Adventures in heap profiling
There's an obvious metaphor for heap profiling that I've yet to find a good opportunity to use, so here goes. Imagine you're investigating a company that is spending too much money. You have all of the credit card bills, but they only implicate the person who signed for a given purchase. Ideally you'd track down who authorized too many purchases. But then if you trace the management hierarchy all the way to its root, the CEO is ultimately responsible for all spending, and that's not a useful fact either.
In code, your credit card bills are the calls to malloc()
and your
CEO is the main()
function that invokes all the calls. Heap
profiling, then, can be broken into two pieces: one, collecting the
chains of authority, and second, analyzing those chains to allocate
(pun intended!) blame.
Let's start with the first one. Collecting a heap profile is as simple as recording the call stack at each memory allocation point, which is to say it's not exactly simple.
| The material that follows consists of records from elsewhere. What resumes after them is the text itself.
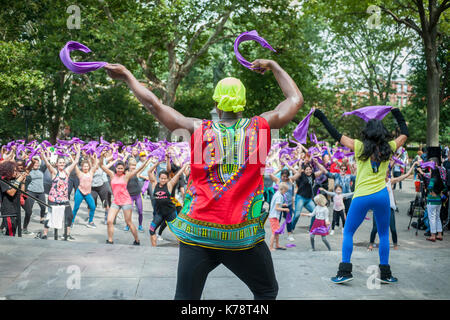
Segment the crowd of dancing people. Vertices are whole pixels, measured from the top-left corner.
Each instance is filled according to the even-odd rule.
[[[2,232],[14,236],[21,225],[23,234],[32,235],[28,226],[37,203],[44,227],[37,236],[45,240],[49,232],[47,212],[54,205],[63,205],[66,233],[62,237],[74,241],[71,229],[81,204],[84,201],[89,210],[86,227],[97,228],[94,216],[96,212],[98,215],[100,198],[102,220],[107,225],[106,243],[113,243],[114,226],[122,210],[124,231],[130,231],[133,244],[139,245],[138,232],[144,232],[145,197],[152,203],[150,233],[156,246],[155,230],[159,227],[158,238],[162,240],[163,222],[181,210],[189,164],[182,152],[183,143],[153,144],[153,152],[149,142],[145,143],[147,148],[144,142],[136,142],[121,148],[122,152],[118,152],[119,144],[103,139],[90,144],[79,139],[58,140],[54,146],[47,141],[25,144],[19,140],[4,146],[0,160]],[[138,213],[137,227],[131,219],[133,206]],[[21,209],[25,212],[23,224],[18,223]]]
[[[287,144],[287,143],[286,143]],[[265,200],[270,204],[269,220],[272,227],[271,250],[285,250],[279,245],[281,218],[286,220],[287,240],[294,241],[293,230],[301,216],[312,216],[309,232],[311,250],[315,250],[314,236],[320,235],[328,250],[331,250],[326,236],[333,235],[336,228],[344,225],[355,190],[357,164],[352,153],[341,152],[344,148],[330,148],[328,143],[306,149],[298,144],[293,156],[283,154],[279,160],[269,153],[269,159],[279,161],[276,172],[264,178]],[[425,220],[429,241],[442,240],[443,220],[448,221],[448,174],[450,161],[448,147],[442,148],[441,156],[434,161],[419,150],[410,158],[405,148],[399,148],[390,160],[386,174],[389,191],[390,222],[394,250],[398,249],[395,213],[399,212],[392,190],[402,189],[402,181],[413,178],[424,185]],[[269,160],[269,161],[270,161]],[[270,171],[270,169],[269,169]],[[324,195],[325,197],[321,196]],[[330,210],[323,209],[328,205]],[[308,213],[302,213],[305,208]],[[370,218],[366,217],[369,220]],[[318,220],[318,221],[317,221]],[[372,219],[368,250],[373,250],[377,235],[376,219]],[[276,240],[276,241],[275,241]],[[275,245],[275,246],[274,246]]]
[[[280,245],[280,234],[286,232],[288,242],[295,240],[293,233],[301,216],[311,217],[308,231],[313,251],[316,250],[316,235],[321,236],[326,248],[331,250],[327,236],[332,236],[338,228],[343,233],[358,170],[354,153],[338,143],[330,146],[328,142],[319,142],[315,135],[311,135],[311,142],[309,148],[294,140],[274,143],[268,153],[264,201],[269,211],[272,251],[286,250]],[[149,143],[153,147],[149,147]],[[386,186],[390,196],[389,226],[394,249],[398,249],[395,224],[398,207],[392,190],[397,185],[402,189],[402,181],[413,174],[414,181],[424,181],[427,191],[427,240],[442,240],[441,218],[448,215],[440,214],[448,211],[445,196],[448,191],[446,173],[450,170],[448,153],[448,147],[443,148],[442,158],[433,164],[422,151],[410,159],[401,147],[391,159]],[[146,198],[151,200],[151,209],[146,209],[153,211],[153,220],[147,230],[151,244],[156,246],[157,240],[163,239],[165,221],[173,220],[182,210],[190,174],[188,160],[186,144],[151,143],[147,139],[145,142],[136,141],[131,146],[123,146],[120,142],[108,143],[103,139],[100,143],[85,143],[77,138],[58,140],[54,146],[47,141],[40,144],[37,141],[25,144],[23,140],[11,142],[2,148],[1,178],[19,190],[16,192],[13,187],[1,183],[2,216],[10,215],[2,219],[2,232],[16,235],[19,227],[17,217],[23,216],[22,233],[33,235],[28,226],[33,207],[37,204],[40,223],[44,227],[37,237],[47,239],[49,227],[45,203],[49,206],[64,205],[67,234],[62,238],[74,241],[71,229],[81,204],[84,201],[89,211],[84,220],[86,227],[97,228],[94,216],[99,214],[100,198],[100,207],[104,210],[102,220],[107,225],[106,243],[113,243],[116,219],[122,210],[126,224],[124,231],[130,231],[133,244],[139,245],[138,232],[144,232],[143,199]],[[40,201],[21,194],[20,190]],[[71,198],[73,208],[69,201]],[[133,208],[138,214],[137,227],[132,221]],[[24,214],[18,215],[21,209]],[[302,212],[303,209],[308,213]],[[373,250],[377,235],[376,220],[372,220],[369,250]]]
[[[255,299],[275,299],[278,282],[270,251],[295,245],[294,230],[301,216],[311,218],[307,223],[311,250],[316,250],[316,236],[331,250],[327,237],[342,227],[341,262],[331,278],[342,284],[353,280],[353,238],[362,222],[370,220],[367,214],[371,211],[369,249],[378,234],[380,281],[396,283],[389,265],[389,229],[394,249],[398,248],[393,189],[397,185],[401,189],[402,180],[414,171],[425,191],[427,240],[442,240],[439,212],[445,203],[448,208],[448,148],[429,147],[426,154],[408,161],[404,147],[407,123],[401,111],[391,106],[345,112],[343,116],[353,114],[365,121],[358,138],[340,133],[322,110],[312,108],[293,131],[295,140],[272,141],[271,130],[288,125],[303,106],[302,93],[276,61],[257,59],[247,67],[258,73],[270,70],[284,100],[273,110],[245,118],[245,86],[237,78],[224,78],[212,97],[219,120],[211,121],[186,117],[164,105],[125,66],[104,65],[108,76],[124,81],[168,130],[188,132],[190,144],[144,139],[126,146],[103,138],[88,143],[78,138],[58,140],[55,145],[12,141],[2,147],[0,163],[5,233],[15,234],[21,207],[26,211],[23,230],[29,232],[31,200],[35,200],[41,205],[44,224],[40,238],[48,237],[45,213],[50,205],[51,216],[56,208],[65,212],[64,239],[74,240],[71,230],[80,204],[85,200],[89,207],[86,227],[95,228],[100,195],[106,243],[114,243],[114,222],[122,211],[133,245],[140,245],[139,231],[144,229],[141,197],[148,193],[153,210],[148,225],[151,244],[156,245],[157,229],[161,232],[166,225],[179,241],[175,299],[200,299],[209,272],[220,264],[236,274]],[[398,125],[395,134],[381,121],[388,113]],[[324,139],[333,144],[319,141],[311,131],[306,143],[312,116],[328,132]],[[198,155],[201,161],[196,161]],[[133,205],[139,214],[138,228],[132,220]],[[269,246],[264,241],[267,219]],[[282,246],[280,235],[285,231],[288,243]]]

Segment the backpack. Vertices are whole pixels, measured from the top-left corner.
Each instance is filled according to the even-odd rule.
[[[450,170],[446,169],[445,167],[437,167],[437,168],[439,170],[439,175],[441,176],[442,184],[448,188],[450,180],[448,174]]]

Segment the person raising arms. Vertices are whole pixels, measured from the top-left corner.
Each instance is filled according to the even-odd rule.
[[[175,299],[200,299],[209,272],[222,263],[255,299],[275,299],[278,283],[264,242],[268,213],[261,211],[262,174],[270,130],[286,126],[303,105],[295,82],[277,62],[255,60],[252,70],[272,71],[284,100],[274,110],[244,118],[245,87],[239,79],[225,78],[214,91],[219,120],[213,122],[186,117],[164,105],[122,65],[107,64],[105,69],[111,78],[125,81],[168,130],[183,129],[192,136],[184,207],[168,223],[181,242]]]
[[[69,202],[69,177],[72,170],[80,161],[80,147],[75,146],[76,156],[72,163],[66,168],[66,160],[58,157],[56,160],[56,168],[54,168],[44,152],[41,153],[41,160],[45,162],[48,171],[51,174],[52,185],[48,193],[48,205],[65,206],[64,217],[65,227],[67,228],[67,238],[64,240],[74,241],[75,238],[70,235],[70,226],[72,225],[73,213]],[[48,234],[48,220],[44,223],[44,232],[41,239],[46,240]]]
[[[150,224],[150,240],[153,247],[156,247],[156,233],[155,230],[161,223],[165,221],[172,221],[177,216],[177,211],[175,204],[173,203],[171,197],[172,191],[178,183],[183,171],[186,169],[188,164],[184,164],[181,170],[170,179],[169,173],[167,171],[161,171],[159,173],[159,182],[153,173],[155,168],[160,162],[156,163],[148,170],[148,178],[152,185],[153,198],[155,199],[155,208],[153,210],[153,221]]]
[[[111,178],[111,188],[114,196],[114,201],[111,204],[108,212],[107,218],[107,228],[108,228],[108,239],[106,240],[107,244],[113,244],[113,235],[114,235],[114,220],[116,219],[117,214],[120,209],[123,210],[123,215],[125,218],[125,223],[130,228],[131,233],[134,237],[133,245],[140,245],[138,233],[136,230],[136,226],[133,224],[131,220],[131,213],[133,211],[133,202],[131,200],[130,193],[127,190],[128,181],[130,178],[136,176],[145,167],[149,164],[150,158],[147,159],[145,165],[143,165],[139,169],[135,169],[134,171],[128,171],[125,173],[125,164],[123,161],[116,162],[116,172],[114,173],[112,170],[108,169],[106,165],[103,163],[103,158],[105,156],[105,151],[100,155],[100,168],[106,172],[106,174]],[[125,160],[125,159],[124,159]]]
[[[137,162],[136,162],[135,158],[131,157],[128,160],[127,171],[132,172],[132,171],[136,170],[136,165],[137,165]],[[142,195],[141,195],[142,186],[139,183],[137,175],[134,177],[131,177],[130,180],[128,180],[127,190],[131,196],[132,203],[134,203],[136,205],[136,210],[138,212],[138,222],[139,222],[138,230],[139,230],[139,232],[144,232],[144,228],[142,227],[142,222],[144,220],[144,217],[143,217],[144,207],[142,204]],[[125,226],[124,231],[129,231],[129,230],[130,230],[130,228],[128,226]]]
[[[95,156],[95,158],[90,156],[88,160],[81,161],[81,170],[78,168],[78,166],[75,166],[75,172],[77,174],[80,183],[78,185],[77,190],[75,191],[75,204],[73,206],[72,227],[75,222],[75,217],[77,216],[78,209],[80,209],[81,202],[83,202],[84,200],[89,206],[89,221],[86,224],[86,227],[94,229],[96,228],[94,224],[95,201],[91,195],[91,191],[92,191],[92,179],[98,167],[99,164],[97,156]]]
[[[389,221],[391,216],[389,192],[386,188],[386,171],[389,160],[395,150],[400,148],[408,138],[408,127],[400,110],[394,108],[392,115],[400,127],[400,136],[393,140],[384,127],[383,122],[371,119],[366,122],[361,131],[361,140],[347,137],[336,130],[327,117],[316,109],[314,116],[318,118],[330,135],[345,147],[355,152],[358,171],[356,174],[355,193],[347,213],[342,243],[342,262],[334,283],[344,283],[353,280],[352,264],[353,235],[364,221],[369,210],[373,211],[380,237],[380,281],[383,283],[397,282],[392,276],[389,266]]]

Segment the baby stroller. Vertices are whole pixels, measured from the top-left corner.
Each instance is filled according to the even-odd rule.
[[[427,228],[428,217],[425,210],[426,196],[425,196],[424,182],[415,181],[414,184],[416,187],[416,198],[410,202],[410,206],[408,209],[408,215],[411,217],[411,219],[409,219],[408,230],[412,226],[413,228],[416,229],[416,236],[417,236],[419,229],[425,230]],[[414,218],[416,218],[417,220],[415,222],[412,222]]]

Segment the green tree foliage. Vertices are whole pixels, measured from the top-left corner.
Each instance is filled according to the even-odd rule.
[[[241,72],[243,77],[249,77],[249,113],[262,113],[281,101],[281,91],[273,77],[262,81],[274,89],[267,94],[257,83],[261,82],[261,76],[244,71],[235,62],[233,40],[243,31],[257,29],[278,47],[276,60],[305,87],[303,90],[308,92],[307,88],[315,88],[317,84],[309,63],[318,59],[309,43],[311,39],[304,35],[306,32],[307,37],[313,38],[314,33],[285,0],[83,0],[76,3],[81,11],[81,28],[68,29],[70,13],[66,10],[71,4],[50,0],[10,2],[0,13],[0,23],[7,26],[0,36],[6,41],[27,43],[30,49],[28,58],[22,61],[23,67],[38,70],[45,79],[45,87],[34,95],[36,126],[32,131],[44,132],[51,140],[67,124],[82,138],[97,135],[111,138],[113,134],[139,136],[143,134],[139,131],[142,121],[134,123],[134,119],[152,119],[143,117],[126,86],[110,81],[105,72],[86,75],[69,72],[58,57],[59,50],[69,40],[84,43],[92,50],[89,54],[73,52],[74,60],[124,64],[164,103],[196,117],[209,117],[213,86],[228,73],[239,77]],[[299,25],[297,20],[303,24]],[[243,50],[250,53],[245,46]],[[305,52],[300,58],[299,50]],[[254,51],[249,57],[271,56]],[[257,90],[260,95],[252,97],[251,92]],[[111,97],[114,99],[108,100]],[[107,106],[100,104],[105,101]],[[134,118],[113,116],[127,112]],[[109,131],[115,128],[110,121],[120,121],[117,124],[120,130]],[[154,127],[153,122],[147,123],[146,134],[151,135],[148,128]]]
[[[26,42],[0,42],[0,137],[25,135],[24,106],[34,105],[45,85],[42,72],[24,64],[29,49]]]
[[[294,79],[305,100],[303,108],[288,126],[279,133],[280,138],[292,138],[292,131],[311,107],[332,108],[336,101],[335,92],[319,88],[323,75],[323,54],[325,46],[318,36],[323,26],[311,17],[301,14],[298,7],[285,6],[278,13],[274,9],[254,13],[257,18],[241,16],[232,18],[230,28],[235,36],[243,31],[257,30],[276,50],[276,53],[262,48],[256,42],[244,42],[239,52],[248,60],[273,59]],[[245,26],[245,27],[242,27]],[[275,30],[275,32],[274,32]],[[212,95],[216,83],[225,77],[241,79],[247,89],[247,105],[244,116],[260,115],[273,110],[284,96],[271,72],[264,75],[243,67],[233,51],[234,39],[213,46],[205,64],[198,65],[181,82],[177,92],[175,108],[192,117],[209,118],[214,106]],[[314,127],[314,125],[313,125]],[[326,137],[319,129],[318,134]]]
[[[114,61],[112,55],[117,54],[117,45],[106,43],[112,50],[105,50],[105,34],[98,32],[102,30],[102,24],[109,23],[102,2],[86,0],[77,3],[81,9],[80,29],[67,27],[70,13],[66,11],[70,5],[66,1],[19,1],[8,3],[1,12],[0,24],[6,28],[0,33],[7,44],[2,48],[16,44],[26,48],[25,54],[21,54],[24,49],[17,49],[14,65],[23,72],[11,67],[9,82],[30,87],[23,75],[39,76],[39,86],[30,87],[31,91],[20,87],[2,90],[5,95],[0,97],[3,106],[0,117],[9,120],[8,125],[14,124],[16,129],[1,129],[1,138],[23,137],[24,126],[20,125],[24,122],[23,115],[18,112],[11,115],[9,111],[21,105],[30,105],[34,110],[31,133],[37,138],[55,141],[65,125],[83,139],[101,135],[121,140],[144,135],[156,138],[153,117],[142,109],[123,84],[116,85],[107,79],[104,71],[74,74],[61,63],[59,51],[69,40],[84,43],[92,50],[90,54],[73,52],[74,60]],[[116,1],[116,6],[119,5],[126,9],[126,5]],[[124,46],[124,39],[122,36],[116,41]],[[0,59],[7,62],[8,55],[2,54]],[[12,97],[18,98],[14,101]]]
[[[440,126],[439,141],[442,145],[450,143],[450,37],[445,37],[438,51],[438,60],[442,66],[440,78]],[[408,120],[410,139],[422,144],[426,143],[425,119],[427,115],[427,72],[423,54],[411,61],[411,73],[408,82],[412,85],[414,95],[403,109]]]

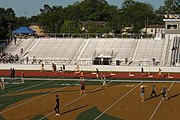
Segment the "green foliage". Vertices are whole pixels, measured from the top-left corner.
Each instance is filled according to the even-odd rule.
[[[157,14],[179,14],[180,1],[179,0],[165,0],[164,5],[156,11]]]
[[[154,21],[155,14],[150,4],[125,0],[122,5],[124,25],[133,27],[132,32],[138,33],[145,26],[145,21]]]
[[[38,16],[38,23],[45,33],[58,33],[64,23],[64,15],[64,9],[61,6],[54,6],[51,12],[41,13]]]
[[[67,20],[61,27],[61,33],[79,33],[78,22]]]
[[[180,1],[165,0],[156,11],[152,5],[135,0],[124,0],[121,9],[106,0],[83,0],[64,8],[45,4],[40,11],[39,15],[26,18],[15,17],[12,8],[0,8],[0,39],[30,23],[38,23],[45,33],[121,33],[125,27],[139,33],[148,24],[161,24],[162,14],[180,13]]]
[[[111,21],[117,7],[110,6],[105,0],[84,0],[81,3],[76,2],[66,8],[54,6],[50,12],[44,12],[39,15],[38,22],[46,33],[69,32],[79,33],[81,31],[82,21]],[[46,10],[47,11],[47,10]],[[85,26],[88,32],[99,33],[110,31],[110,26]],[[87,32],[86,31],[86,32]]]
[[[0,39],[7,39],[15,25],[15,13],[12,8],[0,8]]]
[[[28,26],[29,21],[26,17],[18,17],[16,18],[16,28],[22,27],[22,26]]]

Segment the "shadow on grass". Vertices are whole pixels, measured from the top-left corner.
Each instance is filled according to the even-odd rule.
[[[82,113],[80,113],[76,120],[94,120],[97,116],[99,116],[102,112],[98,110],[98,108],[92,107]],[[122,120],[121,118],[116,118],[114,116],[110,116],[107,114],[103,114],[98,120]]]
[[[160,93],[160,94],[158,94],[158,95],[156,95],[156,96],[151,96],[151,97],[149,97],[149,98],[146,98],[144,101],[146,101],[146,100],[151,100],[151,99],[153,99],[153,98],[157,98],[157,97],[159,97],[159,96],[161,96],[162,95],[162,93]]]
[[[102,91],[102,90],[104,90],[104,89],[100,88],[100,89],[97,89],[97,90],[93,90],[93,91],[87,92],[87,94],[99,92],[99,91]]]
[[[107,87],[114,87],[114,86],[116,86],[116,85],[119,85],[119,83],[110,84],[110,85],[108,85]]]
[[[179,95],[179,93],[177,93],[177,94],[175,94],[175,95],[172,95],[172,96],[168,97],[168,100],[169,100],[169,99],[172,99],[172,98],[175,98],[175,97],[177,97],[178,95]]]
[[[76,110],[79,110],[79,109],[82,109],[84,107],[86,107],[88,105],[83,105],[83,106],[80,106],[80,107],[77,107],[77,108],[74,108],[74,109],[71,109],[71,110],[68,110],[68,111],[65,111],[63,113],[61,113],[61,115],[64,115],[64,114],[67,114],[67,113],[70,113],[70,112],[73,112],[73,111],[76,111]]]

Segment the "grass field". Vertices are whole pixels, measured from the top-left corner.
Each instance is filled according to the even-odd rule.
[[[149,97],[151,82],[136,80],[86,79],[86,94],[79,95],[79,79],[26,78],[25,83],[6,80],[0,91],[0,119],[5,120],[178,120],[180,118],[180,84],[178,81],[156,81],[159,96]],[[163,100],[163,85],[169,89]],[[145,86],[145,102],[140,86]],[[55,116],[55,95],[60,97],[61,116]]]

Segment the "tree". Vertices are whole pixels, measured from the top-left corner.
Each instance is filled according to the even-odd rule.
[[[0,39],[7,39],[11,36],[15,25],[15,13],[12,8],[0,8]]]
[[[156,15],[150,4],[136,2],[134,0],[125,0],[122,4],[123,25],[132,27],[133,33],[139,33],[145,26],[145,21],[154,21]]]
[[[61,27],[62,33],[80,33],[80,28],[77,21],[67,20]]]
[[[111,30],[115,33],[120,33],[123,28],[123,17],[120,10],[113,14],[112,19],[109,22]]]
[[[38,23],[45,33],[57,33],[64,23],[64,9],[62,6],[54,6],[52,11],[42,12],[38,17]]]
[[[16,18],[16,28],[22,26],[29,26],[29,21],[26,17],[17,17]]]
[[[165,0],[164,5],[156,11],[157,14],[178,14],[180,13],[179,0]]]

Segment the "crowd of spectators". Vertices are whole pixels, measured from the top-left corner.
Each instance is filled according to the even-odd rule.
[[[1,52],[0,53],[0,63],[17,63],[19,61],[19,56],[12,55],[11,53]]]

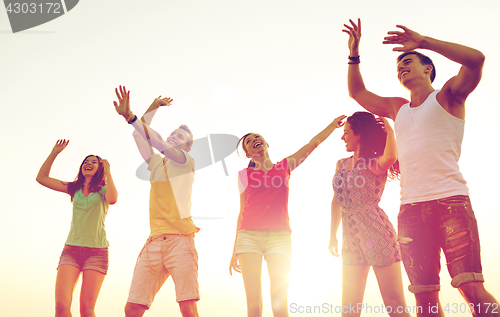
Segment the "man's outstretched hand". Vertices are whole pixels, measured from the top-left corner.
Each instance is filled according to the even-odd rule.
[[[122,87],[121,85],[119,89],[120,90],[118,90],[118,88],[115,88],[118,102],[113,101],[113,104],[115,105],[116,112],[127,119],[130,115],[130,91],[127,91],[125,86]]]
[[[384,37],[383,44],[400,44],[402,46],[398,46],[393,48],[392,50],[395,52],[409,52],[413,51],[417,48],[423,48],[422,43],[425,42],[425,38],[418,34],[415,31],[410,30],[406,26],[396,25],[396,27],[403,29],[404,32],[401,31],[389,31],[387,34],[389,36]]]

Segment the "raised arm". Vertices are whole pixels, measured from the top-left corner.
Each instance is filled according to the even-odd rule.
[[[172,102],[171,98],[161,98],[161,96],[156,98],[153,101],[153,103],[149,106],[149,108],[146,110],[146,112],[144,112],[144,114],[142,115],[141,121],[148,126],[151,125],[151,121],[153,121],[153,117],[156,114],[158,108],[161,106],[170,106],[171,102]],[[132,136],[134,137],[135,144],[137,145],[137,148],[139,149],[139,153],[141,153],[142,158],[149,164],[151,156],[153,155],[153,148],[151,147],[147,130],[145,132],[146,132],[146,139],[143,139],[139,134],[139,132],[137,132],[136,130],[134,130]]]
[[[359,70],[360,56],[359,43],[361,39],[361,20],[358,23],[349,20],[350,25],[344,24],[345,29],[342,32],[349,34],[349,63],[347,71],[347,87],[349,96],[356,100],[367,111],[381,117],[391,119],[396,118],[399,108],[407,100],[398,97],[381,97],[368,91],[363,82],[363,77]]]
[[[108,160],[102,159],[101,164],[104,168],[104,175],[106,177],[106,193],[104,199],[110,205],[114,205],[118,201],[118,191],[116,190],[115,182],[111,176],[111,166]]]
[[[396,52],[407,52],[415,49],[426,49],[459,63],[462,65],[458,74],[448,80],[443,86],[442,97],[450,103],[450,106],[464,104],[467,96],[477,87],[481,80],[484,65],[484,55],[480,51],[456,44],[437,40],[410,30],[403,25],[397,25],[403,31],[389,31],[384,38],[384,44],[401,45],[393,48]],[[446,106],[446,105],[444,105]]]
[[[387,138],[385,140],[384,153],[379,156],[376,166],[370,165],[370,170],[375,175],[381,175],[387,172],[398,159],[398,150],[396,148],[396,137],[394,136],[394,130],[392,130],[389,122],[380,118],[382,121],[384,131],[387,133]]]
[[[63,193],[68,193],[68,184],[64,184],[61,180],[50,177],[50,169],[52,168],[52,164],[54,163],[57,155],[59,155],[59,153],[66,148],[68,143],[69,140],[57,140],[56,145],[54,145],[54,148],[50,152],[49,156],[45,162],[43,162],[40,170],[38,171],[38,175],[36,176],[36,181],[41,185]]]
[[[116,112],[123,116],[128,123],[132,124],[139,135],[144,140],[148,140],[152,147],[162,152],[167,158],[174,162],[184,164],[186,162],[186,157],[181,150],[165,142],[158,132],[151,129],[141,120],[137,120],[137,116],[134,116],[133,112],[130,110],[130,91],[127,91],[125,86],[120,86],[120,90],[118,91],[118,88],[116,88],[115,92],[118,97],[118,103],[116,101],[113,102]]]
[[[341,115],[340,117],[335,118],[323,131],[318,133],[314,138],[309,141],[306,145],[304,145],[300,150],[295,152],[294,154],[287,157],[288,165],[290,166],[290,170],[293,171],[297,168],[302,162],[306,160],[306,158],[320,145],[326,138],[332,134],[333,130],[339,128],[344,125],[344,120],[346,116]]]

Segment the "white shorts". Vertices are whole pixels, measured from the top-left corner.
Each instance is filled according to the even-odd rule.
[[[279,253],[292,258],[292,238],[288,230],[239,230],[236,254],[255,253],[262,256]]]
[[[170,275],[177,302],[200,299],[194,234],[165,234],[148,239],[137,260],[127,302],[149,309]]]

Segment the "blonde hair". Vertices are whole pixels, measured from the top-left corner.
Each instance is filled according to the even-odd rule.
[[[186,131],[187,133],[189,133],[189,136],[191,137],[191,140],[187,141],[186,145],[187,145],[188,148],[191,148],[193,146],[193,133],[191,132],[191,129],[189,129],[188,126],[185,125],[185,124],[181,124],[179,126],[179,129],[182,129],[182,130]]]

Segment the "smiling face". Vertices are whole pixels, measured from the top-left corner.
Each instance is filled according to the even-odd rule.
[[[83,161],[80,170],[85,178],[92,178],[100,167],[99,158],[89,155]]]
[[[420,54],[421,55],[421,54]],[[407,55],[401,54],[398,57],[397,71],[399,82],[409,88],[408,85],[415,79],[418,80],[430,80],[432,83],[436,72],[430,58],[422,55],[426,62],[422,62],[420,55],[417,52],[411,52]]]
[[[344,124],[344,134],[341,139],[345,142],[347,152],[354,152],[360,149],[360,137],[351,129],[349,122]]]
[[[166,141],[176,149],[181,149],[184,151],[190,150],[187,142],[191,141],[191,136],[184,129],[175,129],[174,131],[172,131],[172,133],[170,133]]]
[[[258,133],[250,133],[243,139],[243,150],[248,157],[263,156],[267,152],[267,143]]]

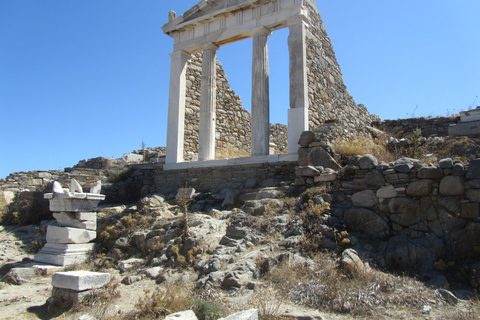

First you must hook allocation. Glibc provides hooks for
malloc
, and if you're using a custom memory allocator like
tcmalloc you're already doing this as well, but there's also various
pieces of your program like C++ or glib which may use its own
allocation pools (for glib, for example, you can adjust
G_SLICE
to aid debugging).
Once your code is getting called at the right places, you must find a
way to get a stack trace at runtime. One approach is to look at the
stack for return addresses. It appears gcc for x86-64 Linux provides
API for such at thing, but check out the gnarly code Google uses for
x86; libunwind is a more recent implementation that likely
works better. Another approach is to record extra information while
the code is running; tcmalloc can use gcc's -finstrument-functions
flag to hook every function call with a bit of code that simply
maintains the call stack as an array on the side (a "shadow stack").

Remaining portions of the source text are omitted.